L'objet social de la SOCADEL : Selon l'article 4 du décret, la nouvelle entreprise a pour mission « toutes activités ayant trait, directement ou indirectement, à la production, à la distribution, à l'importation et à l'exportation, à l'achat, à la vente et à l'utilisation de l'énergie électrique ». La convention de concession qui liait ENEO à l'État est transférée à la SOCADEL.
Une gouvernance sous tutelle : La SOCADEL est placée sous la tutelle technique du ministère en charge de l'électricité et sous la tutelle financière du ministère des Finances. Son Assemblée Générale est présidée par un représentant du ministère des Finances et comprend des représentants de la Présidence, des services du Premier ministre, du ministère de l'Électricité et du ministère de l'Économie.
Un conseil d'administration élargi : Le Conseil d'Administration sera composé de plusieurs personnalités, dont une désignée directement par le président de la République, des représentants des différents ministères concernés, les directeurs généraux de la SONATREL et de l'EDC, ainsi qu'un représentant élu du personnel.
Le personnel maintenu : La SOCADEL est constituée « prioritairement du personnel de l'ex-ENEO Cameroon ». L'article 13 précise que ces agents doivent toutefois « présenter un profil adéquat aux postes qu'ils occupent », laissant présager une éventuelle évaluation des compétences.
Des ressources d'origine publique : Le décret précise que les ressources de la SOCADEL sont « des deniers publics, soumis au contrôle des organes compétents de l'État », bien que gérées selon les règles de la comptabilité privée.
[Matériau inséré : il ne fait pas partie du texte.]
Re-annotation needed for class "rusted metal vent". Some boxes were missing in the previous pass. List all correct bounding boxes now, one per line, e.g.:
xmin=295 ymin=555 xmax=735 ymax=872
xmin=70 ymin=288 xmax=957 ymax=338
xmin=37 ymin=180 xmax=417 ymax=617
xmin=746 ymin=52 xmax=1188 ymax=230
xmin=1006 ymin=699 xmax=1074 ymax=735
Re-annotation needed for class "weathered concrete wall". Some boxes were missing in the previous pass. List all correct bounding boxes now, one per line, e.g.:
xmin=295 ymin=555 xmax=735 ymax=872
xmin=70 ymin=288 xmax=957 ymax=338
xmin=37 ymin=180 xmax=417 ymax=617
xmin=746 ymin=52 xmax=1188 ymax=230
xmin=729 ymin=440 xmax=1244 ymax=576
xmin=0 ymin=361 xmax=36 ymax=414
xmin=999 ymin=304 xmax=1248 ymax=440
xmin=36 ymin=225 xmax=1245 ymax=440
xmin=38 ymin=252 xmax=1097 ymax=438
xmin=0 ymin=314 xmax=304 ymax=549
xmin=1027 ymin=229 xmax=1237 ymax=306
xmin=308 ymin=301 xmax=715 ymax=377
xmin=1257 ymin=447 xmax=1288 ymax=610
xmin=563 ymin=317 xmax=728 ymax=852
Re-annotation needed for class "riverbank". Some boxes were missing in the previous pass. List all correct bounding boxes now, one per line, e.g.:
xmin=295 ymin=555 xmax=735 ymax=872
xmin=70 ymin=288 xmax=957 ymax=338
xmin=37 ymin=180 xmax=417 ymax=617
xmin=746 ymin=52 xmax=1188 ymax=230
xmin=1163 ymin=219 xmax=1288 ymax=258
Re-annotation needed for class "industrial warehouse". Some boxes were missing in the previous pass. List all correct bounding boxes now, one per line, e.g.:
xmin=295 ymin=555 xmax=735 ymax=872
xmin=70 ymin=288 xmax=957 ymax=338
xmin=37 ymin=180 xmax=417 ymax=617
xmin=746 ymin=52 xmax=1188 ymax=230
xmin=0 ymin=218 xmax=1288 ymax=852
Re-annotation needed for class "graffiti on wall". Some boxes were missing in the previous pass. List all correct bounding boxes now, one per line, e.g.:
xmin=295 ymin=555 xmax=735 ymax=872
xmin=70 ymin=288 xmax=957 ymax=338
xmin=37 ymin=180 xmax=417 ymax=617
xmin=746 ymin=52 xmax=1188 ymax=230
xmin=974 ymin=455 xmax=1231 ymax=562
Un statut hybride qui renforce le contrôle public sur l'entreprise.
Un régime de marchés spécifique : La SOCADEL n'est pas assujettie au Code des Marchés publics, mais aux « dispositions communes applicables aux marchés des entreprises publiques ». Une commission interne de passation des marchés sera créée.
Les raisons de ce changement : Ce décret historique intervient dans un contexte de critiques récurrentes contre ENEO, accusée de fournir un service de mauvaise qualité (coupures intempestives, facturation contestée) tout en pratiquant des tarifs élevés. L'État, qui subventionnait l'entreprise à travers le mécanisme de la « contribution au service public de l'électricité », a longtemps menacé de reprendre la main. C'est désormais chose faite.
À suivre : Un décret complémentaire, à venir, approuvera les statuts de la SOCADEL. Reste à savoir comment cette transition sera gérée sur le plan opérationnel et financier, notamment le sort des contrats en cours et des dettes éventuelles d'ENEO. La réaction des anciens actionnaires privés – principalement le fonds Actis – n'a pas encore été communiquée.